Q: look for context that disambiguates meaning
K: advertise that it is a noun, place, institution, river edge, etc.
V: contribute semantic content once selected

One embedding cannot do all of that cleanly. QKV gives the model specialised subspaces for matching and information transfer.

The database analogy

This is probably the most useful analogy:

Query  = search query
Key    = index / searchable metadata
Value  = retrieved content

Attention is like searching a database where every token is a record.

Token = record
Key   = searchable field
Value = payload
Query = search request from current token

The attention score says:

How relevant is this token’s key to my query?

The output says:

Give me the values from the most relevant tokens.

The important correction

People often say:

“Q asks a question, K answers it, V stores the answer.”

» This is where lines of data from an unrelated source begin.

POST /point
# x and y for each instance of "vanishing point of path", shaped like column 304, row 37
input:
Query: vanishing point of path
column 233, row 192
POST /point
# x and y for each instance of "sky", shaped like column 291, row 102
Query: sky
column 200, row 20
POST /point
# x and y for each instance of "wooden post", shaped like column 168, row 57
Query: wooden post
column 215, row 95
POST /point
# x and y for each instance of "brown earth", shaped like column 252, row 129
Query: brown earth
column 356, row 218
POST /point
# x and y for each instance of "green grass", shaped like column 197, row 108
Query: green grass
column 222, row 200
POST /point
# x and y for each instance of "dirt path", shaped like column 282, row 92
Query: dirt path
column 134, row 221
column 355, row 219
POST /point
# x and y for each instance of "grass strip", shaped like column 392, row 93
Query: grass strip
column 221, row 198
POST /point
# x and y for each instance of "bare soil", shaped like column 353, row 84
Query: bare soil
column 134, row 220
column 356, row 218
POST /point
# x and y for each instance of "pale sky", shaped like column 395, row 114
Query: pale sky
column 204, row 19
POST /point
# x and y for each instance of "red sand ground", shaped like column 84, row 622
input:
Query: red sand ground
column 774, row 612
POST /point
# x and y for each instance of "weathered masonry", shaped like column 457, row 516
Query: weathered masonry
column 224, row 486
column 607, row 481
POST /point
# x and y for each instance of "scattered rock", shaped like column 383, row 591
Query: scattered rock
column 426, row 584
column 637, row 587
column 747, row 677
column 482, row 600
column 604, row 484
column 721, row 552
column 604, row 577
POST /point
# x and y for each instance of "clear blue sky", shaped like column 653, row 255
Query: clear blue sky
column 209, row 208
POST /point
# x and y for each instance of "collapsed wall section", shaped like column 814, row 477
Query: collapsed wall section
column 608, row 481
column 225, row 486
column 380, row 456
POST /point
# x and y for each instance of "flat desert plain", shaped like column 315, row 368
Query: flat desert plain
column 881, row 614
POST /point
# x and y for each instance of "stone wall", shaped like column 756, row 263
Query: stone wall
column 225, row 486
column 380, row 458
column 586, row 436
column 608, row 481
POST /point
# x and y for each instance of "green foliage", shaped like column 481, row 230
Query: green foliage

That is okay as a beginner analogy, but slightly misleading.

More accurately:

Q and K decide routing.
V carries content.

Q and K determine where to attend.

V determines what information gets copied/mixed into the output.

One-line understanding

QKV attention is learned content-based routing: each token forms a query, matches it against other tokens’ keys, then pulls back a weighted blend of their values.